Stop it with the ‘anzjana’ and ‘anzjan’ – it’s so backward and offensive
I was listening to the 6pm news bulletin on Radio 101 (David Thake had just kept me company throughout the 90-minute journey from St Julian’s to Burmarrad).
An item came on about the Danish woman found dead in mysterious circumstances in Gozo: l-anzjana this, l-anzjana that, l-anzjana the other.
L-ANZJANA?
If they had to define the woman at all, she was a Danish tourist, not an anzjana.
And it’s not just Radio 101, either, but all the Maltese-language stations. They do the same with men: L-ANZJAN.
So in Maltese, you’re a man or a woman until you turn 61, and then after your 61st birthday, for the purposes of news channels you are an ANZJAN/A.
For heaven’s sake, in every language I know (not very many, that’s true, and they’re all European), you stay a man or a woman until you die. Can you imagine a news item on RAI that goes on and on about il vecchio or la vecchia? Or a British/US/Canadian/Australian news channel broadcasting items about “the old woman” or “the old man”?
The age speaks for itself. If you tell your readers/viewers/listeners that the woman was 72, there is no need to describe her as l-anzjana. Describing people as l-anzjan and l-anzjana is so very crass, rude and primitive: in other words, totally lacking in finesse or even basic civility and therefore typically Maltese.
They think they’re being polite because they say l-anzjan instead of ix-xih. How is the former more polite and civilised than the latter? They mean exactly the same thing: old person. It’s describing somebody as “an old person” that’s wrong, whatever word you use: “An old woman was found dead.” No, actually, a woman of 72 was found dead.

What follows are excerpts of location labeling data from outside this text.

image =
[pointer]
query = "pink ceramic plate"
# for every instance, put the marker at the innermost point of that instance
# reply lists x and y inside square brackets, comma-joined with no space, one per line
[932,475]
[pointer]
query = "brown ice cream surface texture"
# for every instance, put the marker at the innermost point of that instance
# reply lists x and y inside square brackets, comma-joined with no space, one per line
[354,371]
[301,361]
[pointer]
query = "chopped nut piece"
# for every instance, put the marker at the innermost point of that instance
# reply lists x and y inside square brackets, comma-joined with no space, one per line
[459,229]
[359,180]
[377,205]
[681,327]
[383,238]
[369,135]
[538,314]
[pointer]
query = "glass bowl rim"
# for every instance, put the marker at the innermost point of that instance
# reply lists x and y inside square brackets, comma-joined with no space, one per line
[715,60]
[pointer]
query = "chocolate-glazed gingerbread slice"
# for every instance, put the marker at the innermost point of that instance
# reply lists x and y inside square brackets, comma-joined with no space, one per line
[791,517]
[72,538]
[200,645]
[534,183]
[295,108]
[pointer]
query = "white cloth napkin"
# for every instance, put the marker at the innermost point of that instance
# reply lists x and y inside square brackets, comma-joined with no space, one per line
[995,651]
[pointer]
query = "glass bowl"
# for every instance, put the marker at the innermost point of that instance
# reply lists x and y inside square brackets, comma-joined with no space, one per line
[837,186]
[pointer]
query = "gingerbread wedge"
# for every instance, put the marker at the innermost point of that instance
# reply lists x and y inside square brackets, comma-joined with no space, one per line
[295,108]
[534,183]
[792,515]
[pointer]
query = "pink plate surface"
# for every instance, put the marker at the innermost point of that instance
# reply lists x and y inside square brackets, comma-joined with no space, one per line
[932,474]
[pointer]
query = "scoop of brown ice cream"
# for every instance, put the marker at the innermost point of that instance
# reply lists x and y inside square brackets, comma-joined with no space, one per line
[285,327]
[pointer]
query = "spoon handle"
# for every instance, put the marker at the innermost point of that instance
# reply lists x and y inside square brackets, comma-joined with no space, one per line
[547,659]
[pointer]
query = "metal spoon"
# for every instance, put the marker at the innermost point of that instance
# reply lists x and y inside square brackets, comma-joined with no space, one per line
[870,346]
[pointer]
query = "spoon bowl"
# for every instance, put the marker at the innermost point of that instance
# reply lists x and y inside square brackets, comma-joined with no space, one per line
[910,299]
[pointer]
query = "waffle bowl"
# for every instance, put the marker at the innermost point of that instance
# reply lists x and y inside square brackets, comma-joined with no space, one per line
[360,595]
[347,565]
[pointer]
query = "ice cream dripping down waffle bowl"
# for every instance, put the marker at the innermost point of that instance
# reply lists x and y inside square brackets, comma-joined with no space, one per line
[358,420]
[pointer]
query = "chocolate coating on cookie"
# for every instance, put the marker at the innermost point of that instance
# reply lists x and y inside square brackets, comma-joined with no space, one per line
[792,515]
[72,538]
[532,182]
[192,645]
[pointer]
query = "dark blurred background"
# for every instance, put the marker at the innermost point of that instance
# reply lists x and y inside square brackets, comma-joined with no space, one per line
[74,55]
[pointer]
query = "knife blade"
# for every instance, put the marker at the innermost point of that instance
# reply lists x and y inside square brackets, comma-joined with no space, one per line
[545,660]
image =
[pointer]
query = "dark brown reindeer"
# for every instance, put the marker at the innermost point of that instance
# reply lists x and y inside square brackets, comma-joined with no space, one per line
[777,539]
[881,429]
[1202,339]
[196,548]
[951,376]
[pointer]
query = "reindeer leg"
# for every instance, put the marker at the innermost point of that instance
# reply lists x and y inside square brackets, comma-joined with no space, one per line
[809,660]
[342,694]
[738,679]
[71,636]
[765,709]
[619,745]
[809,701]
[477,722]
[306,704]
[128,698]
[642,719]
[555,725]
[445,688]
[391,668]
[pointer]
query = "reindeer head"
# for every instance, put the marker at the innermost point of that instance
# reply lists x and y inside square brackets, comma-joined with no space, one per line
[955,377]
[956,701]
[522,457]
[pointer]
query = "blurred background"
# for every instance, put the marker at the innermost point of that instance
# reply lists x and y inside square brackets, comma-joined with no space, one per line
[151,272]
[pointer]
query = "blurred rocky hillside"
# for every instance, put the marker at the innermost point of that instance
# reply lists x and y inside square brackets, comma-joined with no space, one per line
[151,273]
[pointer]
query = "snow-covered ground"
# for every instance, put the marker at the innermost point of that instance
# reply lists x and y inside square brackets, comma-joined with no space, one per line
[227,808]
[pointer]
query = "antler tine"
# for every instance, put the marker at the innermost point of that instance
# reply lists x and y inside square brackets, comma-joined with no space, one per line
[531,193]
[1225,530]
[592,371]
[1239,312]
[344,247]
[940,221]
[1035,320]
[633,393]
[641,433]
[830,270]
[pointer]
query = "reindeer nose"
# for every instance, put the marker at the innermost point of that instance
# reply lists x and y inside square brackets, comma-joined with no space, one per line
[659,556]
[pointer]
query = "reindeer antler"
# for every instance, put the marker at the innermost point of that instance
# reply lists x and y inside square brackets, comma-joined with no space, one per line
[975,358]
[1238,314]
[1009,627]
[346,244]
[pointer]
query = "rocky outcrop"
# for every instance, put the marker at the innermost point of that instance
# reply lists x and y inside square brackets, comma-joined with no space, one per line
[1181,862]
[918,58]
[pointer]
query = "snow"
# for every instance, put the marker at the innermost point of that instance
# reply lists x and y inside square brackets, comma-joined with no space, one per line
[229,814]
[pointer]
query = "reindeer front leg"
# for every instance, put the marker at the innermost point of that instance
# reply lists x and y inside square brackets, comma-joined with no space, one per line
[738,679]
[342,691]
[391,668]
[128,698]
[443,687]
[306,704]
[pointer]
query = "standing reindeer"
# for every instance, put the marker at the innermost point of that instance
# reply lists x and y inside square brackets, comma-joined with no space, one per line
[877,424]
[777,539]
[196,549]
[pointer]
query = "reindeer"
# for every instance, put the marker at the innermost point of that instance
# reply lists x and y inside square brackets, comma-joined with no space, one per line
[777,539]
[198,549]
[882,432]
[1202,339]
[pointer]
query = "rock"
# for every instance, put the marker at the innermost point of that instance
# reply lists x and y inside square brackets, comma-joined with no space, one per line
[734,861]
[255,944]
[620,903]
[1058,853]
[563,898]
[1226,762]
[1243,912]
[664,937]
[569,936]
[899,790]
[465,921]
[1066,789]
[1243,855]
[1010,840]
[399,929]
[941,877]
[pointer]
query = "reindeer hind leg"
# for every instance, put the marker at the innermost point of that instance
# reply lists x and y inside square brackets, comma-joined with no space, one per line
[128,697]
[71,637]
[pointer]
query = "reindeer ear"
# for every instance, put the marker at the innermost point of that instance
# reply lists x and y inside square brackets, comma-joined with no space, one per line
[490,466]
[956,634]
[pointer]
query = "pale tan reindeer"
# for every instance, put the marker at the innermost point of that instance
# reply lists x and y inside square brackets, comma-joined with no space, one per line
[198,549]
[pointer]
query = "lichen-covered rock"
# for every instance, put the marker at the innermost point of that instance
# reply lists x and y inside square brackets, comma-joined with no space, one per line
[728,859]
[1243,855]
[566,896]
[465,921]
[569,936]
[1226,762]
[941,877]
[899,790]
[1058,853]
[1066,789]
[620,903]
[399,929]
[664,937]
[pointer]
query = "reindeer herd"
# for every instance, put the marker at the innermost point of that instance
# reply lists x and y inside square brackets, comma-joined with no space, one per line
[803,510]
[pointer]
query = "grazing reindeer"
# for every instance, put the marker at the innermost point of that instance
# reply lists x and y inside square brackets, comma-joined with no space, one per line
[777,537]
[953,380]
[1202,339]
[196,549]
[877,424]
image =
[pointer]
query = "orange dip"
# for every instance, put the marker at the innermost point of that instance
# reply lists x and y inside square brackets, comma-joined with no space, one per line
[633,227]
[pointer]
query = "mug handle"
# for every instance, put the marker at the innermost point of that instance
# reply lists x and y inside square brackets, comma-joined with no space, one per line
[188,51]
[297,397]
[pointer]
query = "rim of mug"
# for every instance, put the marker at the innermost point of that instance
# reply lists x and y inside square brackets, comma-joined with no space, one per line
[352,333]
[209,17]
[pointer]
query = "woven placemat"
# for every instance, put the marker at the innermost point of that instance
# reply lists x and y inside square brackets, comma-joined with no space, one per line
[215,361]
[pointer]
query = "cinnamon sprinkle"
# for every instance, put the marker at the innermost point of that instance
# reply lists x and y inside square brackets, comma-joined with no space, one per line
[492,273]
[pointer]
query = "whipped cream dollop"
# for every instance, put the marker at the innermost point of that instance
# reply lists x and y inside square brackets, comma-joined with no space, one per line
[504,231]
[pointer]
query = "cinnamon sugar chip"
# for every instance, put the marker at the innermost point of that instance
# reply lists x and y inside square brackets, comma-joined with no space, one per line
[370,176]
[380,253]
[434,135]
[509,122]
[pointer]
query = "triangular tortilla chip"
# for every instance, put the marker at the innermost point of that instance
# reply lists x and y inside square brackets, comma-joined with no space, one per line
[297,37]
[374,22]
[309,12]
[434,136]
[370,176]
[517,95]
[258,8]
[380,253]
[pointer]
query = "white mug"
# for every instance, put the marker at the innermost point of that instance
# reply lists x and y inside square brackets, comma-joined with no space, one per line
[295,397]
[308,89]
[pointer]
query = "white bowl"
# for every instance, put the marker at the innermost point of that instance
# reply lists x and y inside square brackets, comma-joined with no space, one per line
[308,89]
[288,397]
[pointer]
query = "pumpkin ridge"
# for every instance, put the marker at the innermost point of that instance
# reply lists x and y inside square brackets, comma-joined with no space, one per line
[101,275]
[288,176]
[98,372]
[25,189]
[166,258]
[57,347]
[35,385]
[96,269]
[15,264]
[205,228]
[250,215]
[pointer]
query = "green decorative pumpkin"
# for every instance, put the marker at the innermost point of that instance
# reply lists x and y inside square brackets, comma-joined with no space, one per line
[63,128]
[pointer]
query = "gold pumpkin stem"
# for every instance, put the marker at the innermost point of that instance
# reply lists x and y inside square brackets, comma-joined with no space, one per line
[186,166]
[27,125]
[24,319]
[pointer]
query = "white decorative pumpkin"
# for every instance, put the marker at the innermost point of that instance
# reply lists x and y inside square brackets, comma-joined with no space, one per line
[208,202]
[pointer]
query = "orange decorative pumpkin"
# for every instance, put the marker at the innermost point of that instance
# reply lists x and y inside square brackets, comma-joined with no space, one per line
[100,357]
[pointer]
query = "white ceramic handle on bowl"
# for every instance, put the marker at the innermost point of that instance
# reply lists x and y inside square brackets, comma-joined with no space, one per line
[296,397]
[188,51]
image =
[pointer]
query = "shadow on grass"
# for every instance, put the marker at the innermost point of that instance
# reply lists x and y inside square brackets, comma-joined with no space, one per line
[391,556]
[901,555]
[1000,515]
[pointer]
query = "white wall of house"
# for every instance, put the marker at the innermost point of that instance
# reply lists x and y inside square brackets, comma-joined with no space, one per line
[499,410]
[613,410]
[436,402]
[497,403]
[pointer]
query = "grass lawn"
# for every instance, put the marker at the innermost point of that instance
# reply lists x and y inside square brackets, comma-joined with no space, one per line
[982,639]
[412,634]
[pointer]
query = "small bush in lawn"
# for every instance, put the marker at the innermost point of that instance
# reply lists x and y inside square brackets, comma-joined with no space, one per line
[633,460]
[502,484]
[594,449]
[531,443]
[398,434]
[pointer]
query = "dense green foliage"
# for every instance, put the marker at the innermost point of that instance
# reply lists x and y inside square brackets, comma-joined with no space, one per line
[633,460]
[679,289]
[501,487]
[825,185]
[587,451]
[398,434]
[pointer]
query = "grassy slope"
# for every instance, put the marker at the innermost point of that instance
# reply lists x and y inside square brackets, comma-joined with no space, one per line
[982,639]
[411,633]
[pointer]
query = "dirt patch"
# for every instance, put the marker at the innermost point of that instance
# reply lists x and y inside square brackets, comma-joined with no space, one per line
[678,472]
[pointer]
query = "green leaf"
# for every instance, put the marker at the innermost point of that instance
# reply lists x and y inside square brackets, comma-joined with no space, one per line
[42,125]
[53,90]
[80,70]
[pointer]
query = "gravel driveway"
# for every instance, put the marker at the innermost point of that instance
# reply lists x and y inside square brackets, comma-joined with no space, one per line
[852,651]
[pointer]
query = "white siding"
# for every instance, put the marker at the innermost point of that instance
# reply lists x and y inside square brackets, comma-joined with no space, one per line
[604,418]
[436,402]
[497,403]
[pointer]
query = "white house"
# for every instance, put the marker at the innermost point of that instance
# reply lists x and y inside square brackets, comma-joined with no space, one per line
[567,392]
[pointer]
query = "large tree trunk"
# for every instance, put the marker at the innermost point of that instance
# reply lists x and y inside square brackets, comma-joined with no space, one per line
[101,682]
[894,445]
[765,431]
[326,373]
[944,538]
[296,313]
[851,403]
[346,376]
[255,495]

Also, it’s a way of objectifying a person who’s unknown, which makes it even ruder and more uncivil. The Foreign Minister was taken ill today in China, and treated for a heart problem that was clearly the effect of taking a punishing long-haul flight followed by meetings at 73 – which is debilitating even when you are 30 years younger than that. But did the news reports tell us that an anzjan Malti safa l-isptar fic-Cina? Of course not, because we know him to be George Vella, the Foreign Minister, so obviously we can’t objectify him and must refer to him with respect.
It’s in these details that you see how Malta’s is a fundamentally peasant culture rather than a highly developed civilisation.